You are viewing a plain text version of this content. The canonical link for it is here.
Posted to dev@pdfbox.apache.org by LynX <_L...@bk.ru> on 2011/05/06 21:01:55 UTC
HTML formatting
Hello,
There is several similar issues which concerns formatting after PDF to
HTML conversion:
https://issues.apache.org/jira/browse/PDFBOX-6
https://issues.apache.org/jira/browse/PDFBOX-271
I would like to work on them (I see that some work has been done by
rrufai already, but PDFBOX code have changed since then, so I may need
to do some additional changes), but I see that severity of all these
issues is minor and there are not any comments on them for a long time.

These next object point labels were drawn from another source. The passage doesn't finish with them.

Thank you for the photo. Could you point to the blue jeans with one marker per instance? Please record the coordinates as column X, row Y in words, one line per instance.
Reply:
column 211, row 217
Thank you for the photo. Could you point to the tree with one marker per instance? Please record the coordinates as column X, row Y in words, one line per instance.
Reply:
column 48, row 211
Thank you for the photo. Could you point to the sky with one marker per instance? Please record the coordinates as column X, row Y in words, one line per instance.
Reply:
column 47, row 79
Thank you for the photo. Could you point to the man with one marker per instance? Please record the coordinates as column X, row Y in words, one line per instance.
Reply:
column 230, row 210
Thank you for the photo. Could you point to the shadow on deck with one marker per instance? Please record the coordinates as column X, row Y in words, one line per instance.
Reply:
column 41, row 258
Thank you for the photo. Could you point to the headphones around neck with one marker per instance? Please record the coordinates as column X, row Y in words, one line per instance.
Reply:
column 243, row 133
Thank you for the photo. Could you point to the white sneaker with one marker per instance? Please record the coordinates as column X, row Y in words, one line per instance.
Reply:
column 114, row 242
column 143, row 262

Thats why I am not sure if it make sense to work on them or not? If not
then may be they can be closed?
Thank you,
LX
Re: HTML formatting
Posted by Raimi Rufai <rr...@gmail.com>.
Hi LX,
PDF to HTML conversion is a fascinating set of problems. One of the
hard knots to crack is preserving tables and columns for multi-column
documents. I've not had a look at the code for a long time.

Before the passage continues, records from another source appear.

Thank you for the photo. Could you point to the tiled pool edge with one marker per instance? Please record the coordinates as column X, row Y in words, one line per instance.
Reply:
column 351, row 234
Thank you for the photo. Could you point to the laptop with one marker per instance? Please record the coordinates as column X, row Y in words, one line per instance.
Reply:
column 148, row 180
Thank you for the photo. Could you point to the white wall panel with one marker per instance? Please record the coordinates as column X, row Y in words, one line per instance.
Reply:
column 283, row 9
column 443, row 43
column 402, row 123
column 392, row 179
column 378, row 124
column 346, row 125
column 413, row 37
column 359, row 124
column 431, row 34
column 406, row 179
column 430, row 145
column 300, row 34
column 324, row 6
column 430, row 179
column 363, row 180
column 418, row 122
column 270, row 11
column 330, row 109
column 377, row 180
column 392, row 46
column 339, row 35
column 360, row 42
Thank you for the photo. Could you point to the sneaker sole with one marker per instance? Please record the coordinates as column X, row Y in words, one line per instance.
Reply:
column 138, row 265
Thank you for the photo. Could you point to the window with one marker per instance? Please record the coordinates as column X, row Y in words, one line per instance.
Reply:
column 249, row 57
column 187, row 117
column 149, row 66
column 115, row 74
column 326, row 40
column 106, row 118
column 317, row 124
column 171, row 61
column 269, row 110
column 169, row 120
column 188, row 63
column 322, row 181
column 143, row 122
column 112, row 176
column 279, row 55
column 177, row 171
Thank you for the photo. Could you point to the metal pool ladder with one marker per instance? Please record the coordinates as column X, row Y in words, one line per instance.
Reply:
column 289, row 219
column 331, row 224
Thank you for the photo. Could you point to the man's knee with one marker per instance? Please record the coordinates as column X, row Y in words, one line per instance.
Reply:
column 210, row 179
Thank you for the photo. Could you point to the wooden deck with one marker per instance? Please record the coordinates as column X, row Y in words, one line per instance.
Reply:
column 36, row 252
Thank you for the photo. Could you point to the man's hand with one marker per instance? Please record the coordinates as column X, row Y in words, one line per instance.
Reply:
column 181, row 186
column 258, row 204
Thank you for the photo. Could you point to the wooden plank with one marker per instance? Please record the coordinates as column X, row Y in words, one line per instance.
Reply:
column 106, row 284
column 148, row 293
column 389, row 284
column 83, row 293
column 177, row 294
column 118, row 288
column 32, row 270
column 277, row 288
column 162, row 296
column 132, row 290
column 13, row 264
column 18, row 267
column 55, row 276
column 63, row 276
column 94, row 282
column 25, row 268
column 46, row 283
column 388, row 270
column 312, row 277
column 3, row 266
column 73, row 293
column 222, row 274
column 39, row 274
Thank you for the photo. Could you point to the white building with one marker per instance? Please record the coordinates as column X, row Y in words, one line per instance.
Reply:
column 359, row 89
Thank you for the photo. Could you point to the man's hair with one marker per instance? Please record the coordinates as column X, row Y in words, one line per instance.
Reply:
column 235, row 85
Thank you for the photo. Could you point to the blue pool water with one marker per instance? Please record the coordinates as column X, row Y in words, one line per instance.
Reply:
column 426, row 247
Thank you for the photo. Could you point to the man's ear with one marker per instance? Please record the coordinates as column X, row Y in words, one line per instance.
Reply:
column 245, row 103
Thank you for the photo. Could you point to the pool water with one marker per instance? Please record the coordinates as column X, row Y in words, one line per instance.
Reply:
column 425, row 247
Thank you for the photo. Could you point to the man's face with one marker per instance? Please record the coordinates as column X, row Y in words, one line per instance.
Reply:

I'll be nice to jump back in.
Regards,
Raimi
On Fri, May 6, 2011 at 3:01 PM, LynX <_L...@bk.ru> wrote:
> Hello,
>
> There is several similar issues which concerns formatting after PDF to HTML
> conversion:
>
> https://issues.apache.org/jira/browse/PDFBOX-6
> https://issues.apache.org/jira/browse/PDFBOX-271
>
> I would like to work on them (I see that some work has been done by rrufai
> already, but PDFBOX code have changed since then, so I may need to do some
> additional changes), but I see that severity of all these issues is minor
> and there are not any comments on them for a long time.
> Thats why I am not sure if it make sense to work on them or not? If not then
> may be they can be closed?
>
> Thank you,
> LX
>
--
«To develop software is to build a machine simply by describing it.»
(Michael A. Jackson -- not the singer)
«Développer des logiciels est de construire une machine tout
simplement en le décrivant.» (Michael A. Jackson - pas le chanteur)